Çünkü o Türkiye onun işine daha çok geliyor…
****
Gelelim “Zihinlerimizi iğdiş ediyorlar” başlığına o editör arkadaşlarımızın bir eksikliği, benim değil bilesin… Yani redakte ile ilgili bir sorun…
Oradan eleştirmiye çalışmak biraz basit bir mesele…
Senin gibi bir adama yakışmıyor. Onun bir yanlış yazılımdan kaynaklandığını bilebilecek kadar hafızanı yitirmediğini biliyorum.
****
Gelelim, AK Parti’nin Türkiye’nin burjuvazisi ile (eskisiyle) işbirliğine, küresel dünyanın aktörleri ile yan yana gelmesine. Başka türlü olması mümkün değildi.
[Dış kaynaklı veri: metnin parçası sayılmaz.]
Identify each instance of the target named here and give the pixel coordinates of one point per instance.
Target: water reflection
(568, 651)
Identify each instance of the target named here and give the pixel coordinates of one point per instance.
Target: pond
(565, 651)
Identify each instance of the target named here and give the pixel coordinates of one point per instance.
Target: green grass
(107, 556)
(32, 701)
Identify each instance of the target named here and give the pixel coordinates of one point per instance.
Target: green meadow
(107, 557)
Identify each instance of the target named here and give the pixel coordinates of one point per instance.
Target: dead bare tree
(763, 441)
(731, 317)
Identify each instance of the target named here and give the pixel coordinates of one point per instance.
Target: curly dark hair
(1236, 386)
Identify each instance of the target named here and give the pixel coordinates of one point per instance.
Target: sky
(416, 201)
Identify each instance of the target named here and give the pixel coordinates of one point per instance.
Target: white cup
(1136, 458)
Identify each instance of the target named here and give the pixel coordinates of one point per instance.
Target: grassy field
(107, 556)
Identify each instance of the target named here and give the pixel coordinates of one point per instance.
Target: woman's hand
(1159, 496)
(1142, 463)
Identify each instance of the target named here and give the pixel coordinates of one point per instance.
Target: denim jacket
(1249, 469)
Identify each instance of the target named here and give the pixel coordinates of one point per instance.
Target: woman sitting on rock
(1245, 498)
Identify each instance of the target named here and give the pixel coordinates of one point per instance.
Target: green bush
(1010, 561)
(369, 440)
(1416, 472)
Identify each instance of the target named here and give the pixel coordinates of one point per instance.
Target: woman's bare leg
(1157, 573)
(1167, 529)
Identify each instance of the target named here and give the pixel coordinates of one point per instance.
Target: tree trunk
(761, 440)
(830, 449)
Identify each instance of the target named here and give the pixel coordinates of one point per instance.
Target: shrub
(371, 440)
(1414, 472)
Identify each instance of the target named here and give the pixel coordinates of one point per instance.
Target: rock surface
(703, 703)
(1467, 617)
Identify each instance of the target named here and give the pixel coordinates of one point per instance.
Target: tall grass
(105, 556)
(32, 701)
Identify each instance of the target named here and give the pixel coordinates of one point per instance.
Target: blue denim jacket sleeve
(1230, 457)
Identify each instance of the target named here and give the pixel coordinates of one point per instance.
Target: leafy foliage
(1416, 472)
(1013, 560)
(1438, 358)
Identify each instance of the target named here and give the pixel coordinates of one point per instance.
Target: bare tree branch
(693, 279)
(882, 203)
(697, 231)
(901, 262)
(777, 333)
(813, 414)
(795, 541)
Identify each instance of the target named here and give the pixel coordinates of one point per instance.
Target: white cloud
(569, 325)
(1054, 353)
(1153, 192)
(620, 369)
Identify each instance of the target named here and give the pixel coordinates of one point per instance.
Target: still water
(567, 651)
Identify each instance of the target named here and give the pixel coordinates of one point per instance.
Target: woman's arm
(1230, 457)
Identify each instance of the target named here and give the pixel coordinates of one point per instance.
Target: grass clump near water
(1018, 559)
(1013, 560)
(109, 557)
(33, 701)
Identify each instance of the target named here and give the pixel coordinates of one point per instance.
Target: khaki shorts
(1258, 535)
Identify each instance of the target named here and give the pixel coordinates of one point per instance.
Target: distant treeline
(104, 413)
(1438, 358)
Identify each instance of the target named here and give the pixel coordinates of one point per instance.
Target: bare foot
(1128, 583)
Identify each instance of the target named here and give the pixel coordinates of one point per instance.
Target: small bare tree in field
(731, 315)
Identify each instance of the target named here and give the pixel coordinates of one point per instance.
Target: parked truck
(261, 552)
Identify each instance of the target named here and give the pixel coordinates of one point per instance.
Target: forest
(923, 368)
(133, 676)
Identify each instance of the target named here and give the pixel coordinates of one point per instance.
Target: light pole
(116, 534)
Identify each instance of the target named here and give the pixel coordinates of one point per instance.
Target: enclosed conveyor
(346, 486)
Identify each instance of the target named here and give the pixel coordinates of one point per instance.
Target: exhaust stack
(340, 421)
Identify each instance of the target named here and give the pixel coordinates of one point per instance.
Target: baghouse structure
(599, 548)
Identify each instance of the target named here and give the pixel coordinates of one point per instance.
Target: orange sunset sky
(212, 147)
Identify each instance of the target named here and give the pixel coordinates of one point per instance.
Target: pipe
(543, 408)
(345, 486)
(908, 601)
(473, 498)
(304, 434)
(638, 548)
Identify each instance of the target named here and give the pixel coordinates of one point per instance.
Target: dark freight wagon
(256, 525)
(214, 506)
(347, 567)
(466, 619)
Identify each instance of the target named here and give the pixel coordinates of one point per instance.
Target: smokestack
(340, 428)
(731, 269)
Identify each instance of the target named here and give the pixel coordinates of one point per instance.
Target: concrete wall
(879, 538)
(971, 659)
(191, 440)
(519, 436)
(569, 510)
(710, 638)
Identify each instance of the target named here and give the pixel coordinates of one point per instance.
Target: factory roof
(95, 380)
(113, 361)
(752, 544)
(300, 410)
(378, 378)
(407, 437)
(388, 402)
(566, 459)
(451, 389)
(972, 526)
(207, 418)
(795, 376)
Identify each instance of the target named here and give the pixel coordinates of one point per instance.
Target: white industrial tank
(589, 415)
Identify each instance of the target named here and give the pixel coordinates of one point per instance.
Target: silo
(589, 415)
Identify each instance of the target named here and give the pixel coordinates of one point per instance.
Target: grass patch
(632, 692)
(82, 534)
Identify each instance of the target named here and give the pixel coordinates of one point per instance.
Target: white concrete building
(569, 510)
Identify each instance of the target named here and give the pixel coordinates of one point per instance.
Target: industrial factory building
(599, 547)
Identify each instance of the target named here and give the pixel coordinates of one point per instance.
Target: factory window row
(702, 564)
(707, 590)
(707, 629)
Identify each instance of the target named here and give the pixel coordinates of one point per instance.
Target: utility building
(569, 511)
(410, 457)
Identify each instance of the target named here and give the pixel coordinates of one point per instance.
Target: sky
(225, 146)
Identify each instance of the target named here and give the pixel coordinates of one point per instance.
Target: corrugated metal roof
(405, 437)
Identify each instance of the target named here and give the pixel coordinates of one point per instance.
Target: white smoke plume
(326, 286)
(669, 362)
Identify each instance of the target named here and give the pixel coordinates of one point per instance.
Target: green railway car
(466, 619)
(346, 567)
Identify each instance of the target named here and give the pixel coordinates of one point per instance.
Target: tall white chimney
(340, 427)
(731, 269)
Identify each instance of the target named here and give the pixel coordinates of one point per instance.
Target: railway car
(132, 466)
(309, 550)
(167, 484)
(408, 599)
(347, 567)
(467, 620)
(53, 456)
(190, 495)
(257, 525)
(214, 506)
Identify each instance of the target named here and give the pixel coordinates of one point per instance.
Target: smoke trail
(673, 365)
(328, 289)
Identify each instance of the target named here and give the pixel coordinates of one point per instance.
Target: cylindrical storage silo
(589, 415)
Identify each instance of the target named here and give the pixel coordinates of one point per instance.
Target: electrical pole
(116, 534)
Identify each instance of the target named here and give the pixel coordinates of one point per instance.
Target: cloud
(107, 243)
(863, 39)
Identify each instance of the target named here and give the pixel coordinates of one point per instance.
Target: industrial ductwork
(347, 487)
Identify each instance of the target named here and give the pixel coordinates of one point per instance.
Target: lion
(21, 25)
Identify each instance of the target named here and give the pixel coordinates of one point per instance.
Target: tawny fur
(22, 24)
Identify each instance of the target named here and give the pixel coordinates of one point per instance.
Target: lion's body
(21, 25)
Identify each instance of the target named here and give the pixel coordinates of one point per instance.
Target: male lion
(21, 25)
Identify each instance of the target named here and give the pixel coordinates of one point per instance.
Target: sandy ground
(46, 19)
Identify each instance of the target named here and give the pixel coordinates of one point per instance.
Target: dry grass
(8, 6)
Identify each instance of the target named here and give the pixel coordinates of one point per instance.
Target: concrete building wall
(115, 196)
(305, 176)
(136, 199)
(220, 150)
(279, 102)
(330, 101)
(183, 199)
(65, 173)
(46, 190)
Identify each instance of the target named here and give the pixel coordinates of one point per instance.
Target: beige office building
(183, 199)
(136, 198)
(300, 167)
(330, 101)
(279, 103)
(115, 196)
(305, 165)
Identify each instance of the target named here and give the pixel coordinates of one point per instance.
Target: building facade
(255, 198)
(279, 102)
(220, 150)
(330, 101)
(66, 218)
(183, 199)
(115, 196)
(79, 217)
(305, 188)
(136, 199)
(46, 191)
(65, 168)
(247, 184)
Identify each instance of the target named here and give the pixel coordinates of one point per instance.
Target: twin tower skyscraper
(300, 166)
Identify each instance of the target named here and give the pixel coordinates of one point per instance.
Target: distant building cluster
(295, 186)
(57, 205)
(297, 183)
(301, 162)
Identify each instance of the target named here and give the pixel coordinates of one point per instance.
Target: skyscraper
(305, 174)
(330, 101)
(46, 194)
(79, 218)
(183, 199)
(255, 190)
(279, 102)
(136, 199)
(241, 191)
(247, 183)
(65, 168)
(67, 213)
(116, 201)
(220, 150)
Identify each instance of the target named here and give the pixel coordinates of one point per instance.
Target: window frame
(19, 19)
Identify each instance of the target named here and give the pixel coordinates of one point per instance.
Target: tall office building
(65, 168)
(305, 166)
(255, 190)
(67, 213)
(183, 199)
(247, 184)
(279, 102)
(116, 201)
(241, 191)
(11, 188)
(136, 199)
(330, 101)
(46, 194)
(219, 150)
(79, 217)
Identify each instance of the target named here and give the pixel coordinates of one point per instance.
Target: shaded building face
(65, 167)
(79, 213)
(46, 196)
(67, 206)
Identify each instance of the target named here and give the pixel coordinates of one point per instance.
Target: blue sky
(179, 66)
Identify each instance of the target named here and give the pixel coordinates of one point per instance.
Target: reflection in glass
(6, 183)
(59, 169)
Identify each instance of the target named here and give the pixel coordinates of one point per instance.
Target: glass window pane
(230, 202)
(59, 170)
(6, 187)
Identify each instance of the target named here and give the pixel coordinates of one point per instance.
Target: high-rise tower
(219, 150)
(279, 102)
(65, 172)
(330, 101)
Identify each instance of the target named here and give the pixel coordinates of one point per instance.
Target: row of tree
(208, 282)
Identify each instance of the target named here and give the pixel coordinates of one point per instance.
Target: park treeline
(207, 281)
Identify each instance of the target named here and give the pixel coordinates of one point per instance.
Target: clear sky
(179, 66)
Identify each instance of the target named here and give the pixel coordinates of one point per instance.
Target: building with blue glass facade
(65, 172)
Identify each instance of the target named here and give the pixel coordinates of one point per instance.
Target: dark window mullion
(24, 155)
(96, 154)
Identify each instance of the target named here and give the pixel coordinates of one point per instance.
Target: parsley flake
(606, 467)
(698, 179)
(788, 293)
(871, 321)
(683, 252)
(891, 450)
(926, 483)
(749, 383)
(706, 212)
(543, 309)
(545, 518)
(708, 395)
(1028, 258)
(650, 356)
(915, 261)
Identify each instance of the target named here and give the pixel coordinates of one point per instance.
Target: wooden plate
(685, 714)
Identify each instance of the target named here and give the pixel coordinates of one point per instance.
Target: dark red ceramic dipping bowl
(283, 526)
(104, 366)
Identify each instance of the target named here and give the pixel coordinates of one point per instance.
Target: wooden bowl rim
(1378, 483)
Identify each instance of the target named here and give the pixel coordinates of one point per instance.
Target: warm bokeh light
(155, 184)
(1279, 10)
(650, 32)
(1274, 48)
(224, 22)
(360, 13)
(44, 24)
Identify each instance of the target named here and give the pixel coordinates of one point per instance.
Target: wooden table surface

Eski yazılarıma bakarsan, bunun böyle olması gerektiğine yönelik onlarca yazım olduğunu göreceksin. Doğru olan, yan yana gelmeleri gerekenler gecikmeli olarak beraber yol yürümeye başlıyorlar.
Bu 12 yıllık devrim (reform) sürecinin yeni döneminin işareti…
Son söz: Türkiye, Haziran seçimlerinden sonra, daha farklı bir döneme geçecek.
Çözüm süreci geri döndürülmez ise tabii…
Ve Kürt sorunun kanlı bir yeni döneme girmesini İsrail, Suriye, İran gibi ülkelerin yanında Almanya ve ABD Cumhuriyetçilerinin çok istediğini sağır sultan bile biliyor.
Ve bilesin ki, bir aksilik olmaz ise Haziran’dan sonra Türkiye’de yeni bir idari yapı uygulanacak. İşte o gün eski yapı -faşizm- bir daha gelmemek üzere tarihin çöplüğünde yerini alacak…
Not: Ve bir hatırlatma daha. Yolsuzluk sorununun demokrasi ile ilgili olduğunu sakın unutma… Demokrasinin yerleşmesinden sonra ise yolsuzluklar birer tefurraat olarak kalacak.